The most frequent way of discussing the wage gap, in terms of dollars and cents, may unintentionally obscure the real impact on working women and their families. For context, a woman working full time, year round earned $10,194 less than her male counterpart, on average, in 2018. If this wage gap were to remain unchanged, she would earn about $407,760 less than a man over the course of a 40-year career. Again, these earnings gaps are larger for most women of color. (see Table 1)

An even larger consideration is the cumulative impact of the gender wage gap on all women working full time in the United States. Collectively, more than 55 million full-time working women earned an estimated $545.7 billion less than their male counterparts in 2019. If the gender wage gap had been closed entirely, this would have meant an additional $545.7 billion in the pockets of working women and their families—about $9,613.13 per woman—to cover student loan payments, mortgage payments, child care costs, prescription costs, groceries, emergency expenses, and more.

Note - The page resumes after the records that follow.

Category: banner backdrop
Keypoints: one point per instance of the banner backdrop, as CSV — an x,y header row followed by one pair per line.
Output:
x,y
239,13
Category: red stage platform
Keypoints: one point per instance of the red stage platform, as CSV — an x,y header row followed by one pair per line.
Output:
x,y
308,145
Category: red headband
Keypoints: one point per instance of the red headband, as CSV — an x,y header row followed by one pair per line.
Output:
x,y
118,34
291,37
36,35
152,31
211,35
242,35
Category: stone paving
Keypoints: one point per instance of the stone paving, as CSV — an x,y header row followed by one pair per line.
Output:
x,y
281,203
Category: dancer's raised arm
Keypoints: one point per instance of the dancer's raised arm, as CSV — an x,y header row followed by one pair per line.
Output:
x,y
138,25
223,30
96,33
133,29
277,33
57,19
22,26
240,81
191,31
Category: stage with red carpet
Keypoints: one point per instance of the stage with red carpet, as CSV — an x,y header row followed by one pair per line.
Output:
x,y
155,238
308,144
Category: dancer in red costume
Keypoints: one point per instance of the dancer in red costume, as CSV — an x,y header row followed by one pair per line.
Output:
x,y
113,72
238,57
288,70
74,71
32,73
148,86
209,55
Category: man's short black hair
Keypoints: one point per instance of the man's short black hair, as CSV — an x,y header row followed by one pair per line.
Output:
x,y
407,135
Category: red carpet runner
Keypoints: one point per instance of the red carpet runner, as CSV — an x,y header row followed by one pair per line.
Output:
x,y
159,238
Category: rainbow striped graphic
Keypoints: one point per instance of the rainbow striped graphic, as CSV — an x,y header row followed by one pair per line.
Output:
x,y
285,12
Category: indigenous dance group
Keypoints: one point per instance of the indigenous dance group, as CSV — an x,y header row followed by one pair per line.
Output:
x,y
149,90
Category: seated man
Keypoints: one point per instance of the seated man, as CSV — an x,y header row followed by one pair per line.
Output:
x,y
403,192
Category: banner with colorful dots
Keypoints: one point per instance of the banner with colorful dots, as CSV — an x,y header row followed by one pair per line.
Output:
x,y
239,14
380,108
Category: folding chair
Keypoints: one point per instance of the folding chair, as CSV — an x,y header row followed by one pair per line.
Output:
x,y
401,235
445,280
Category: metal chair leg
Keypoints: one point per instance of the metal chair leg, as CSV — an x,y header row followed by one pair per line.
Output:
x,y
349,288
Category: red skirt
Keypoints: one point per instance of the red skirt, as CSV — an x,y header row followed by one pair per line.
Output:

What to do about the gender wage gap

The gender wage gap is not only complex and nuanced, but it is also stubborn. Without updated and comprehensive equal pay reform, the gender wage gap has only closed by 4 cents in more than a decade. At the current pace, women are not estimated to reach pay parity with men until 2059.

To begin to close the gender wage gap, women need updated comprehensive equal pay legislation, such as the Paycheck Fairness Act, that will strengthen existing protections and further combat discriminatory practices. Other robust work-family policies are also essential to truly combating the multifaceted gender wage gap so that women—who disproportionately assume much of the caregiving responsibilities in their families—are not unfairly disadvantaged by taking time to address care needs. For example, access to paid sick days and a comprehensive paid family and medical leave program are just two of the essential policies that would help minimize job loss and ensure better economic security for all workers. Beyond public policy, society must confront cultural biases that continue to harm women—particularly women of color—by devaluing their work and confining them to specific gender roles. Only by enacting essential policies and shifting cultural attitudes can the United States begin to dismantle the patriarchal structures that systematically disadvantage and shortchange women and their families.

Conclusion

While women’s and men’s earnings may shift slightly each year with each new batch of Census Bureau data, the gender wage gap will not close anytime soon without concerted action. Efforts to close the wage gap must address the varying drivers of it as well as the multitude of biases that hold women—particularly women of color, LGBTQ women, and women with other diverse identities—and their families back. This is an issue of economic security and equality—and women and their families cannot afford to wait for either.